Case 1
Data Manipulation, Cleansing And Joining
- National Grid performs routine, scheduled inspections of our assets in the field to make sure that they are operating safely and effectively. Using the data sets provided via spreadsheet, 1.1 How many Distribution Pole inspections were performed in 2020?
1.2 How many of these inspections earned a failing score (rating >= 3)?
1.3 How did you determine this answer?
Assumption:
- The date fields are not very clear. The Inspection_Year column is empty and the dates are in special format that I have not gotten a chance to decipher yet.
Answer:
1.1 Assumed that all this data is for year 2020 (mentioned above)
Total Distribution Pole inspections: 67080
1.2 Total Distribution Pole inspections with Rating >=3: 3616
1.3 Cleaned up and filtered the DB.EDA.DS_POLE_INSPECTIONS.csv file to get the result.
Case 2
Data Manipulation, Cleansing And Joining
- Overhead transformer installations are very heavy – often weighting hundreds of pounds - and need to be installed on poles that are sturdy enough to support this load.
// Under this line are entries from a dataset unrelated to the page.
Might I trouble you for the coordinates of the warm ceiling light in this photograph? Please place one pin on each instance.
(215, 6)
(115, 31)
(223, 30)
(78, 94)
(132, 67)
Using the data sets provided in the spreadsheets,
2.1 How many OH Distribution Transformers are installed on class 5 wooden distribution poles under 40 feet in height?
2.2 How did you determine this answer?
Answer:
2.1 Total Overhead Transformers: 3707
Total OH Distribution Transformers that are installed on class 5 wooden distribution poles under 40 feet in height: 189
2.2 Exploration of DB.EDA.VW_DISTRIBUTION_POLE.csv file by filtering, cleansing and joining it with DEVICE file.
Case 3
Data Evaluation And Scoring
- National Grid needs reliable data to drive sound business decisions. Please review the files DB.EDA.VW_DISTRIBUTION_POLE & DB.EDA.DS_POLE_INSPECTIONS, and provide your insights on the following questions:
3.1. Which fields would you speculate are most important to making business decisions using our distribution pole data?
3.2. How would you evaluate the quality of the data?
3.3. Do you see any potential concerns about these data sets?
3.4. What are some ways in which these concerns might these be addressed?
Answer:
I did a quick EDA for these data frames. Here are some thoughts:
Some top level info about the data 1. DS_POLE_INSPECTIONS - 3 columns have nearly 100% missing-ness - POLE_NEW, INSPECTION_YEAR, FUTURE_INSPECTION_YEAR. - Some variables are more skewed than others like - CATV_ATTACH, POLE_RATING, TELEPHONE_ATTACHED and they also have 30% data missing. - NGLOADDATE, NGMODDATE, NGSRCSYSID, NGSRCSYSCREATEDATE, NGSRCSYSMODDATE - have dates in some special format. Also, just one value for the entire file. - It would be great to have a data dictionary or catalogue for someone to understand easily what the data is about and what different columns are doing.
- 80% of the columns data is complete (100% available).
- VW_DISTRIBUTION_POLE
- 3 columns have nearly 100% missing-ness - POLE_NEW, INSPECTION_YEAR, FUTURE_INSPECTION_YEAR.
- There’s no column that’s complete (100% non-missing-ness).
- Data has more
Findings on data quality
Issues
- INSPECTION_YEAR & FUTURE_INSPECTION_YEAR in inspections db is not getting recorded.
- There’s presence of some many-to-many relationships which might be worth a review.
- Bit unclear on what Inspection_Date value of 00:00.0 indicates.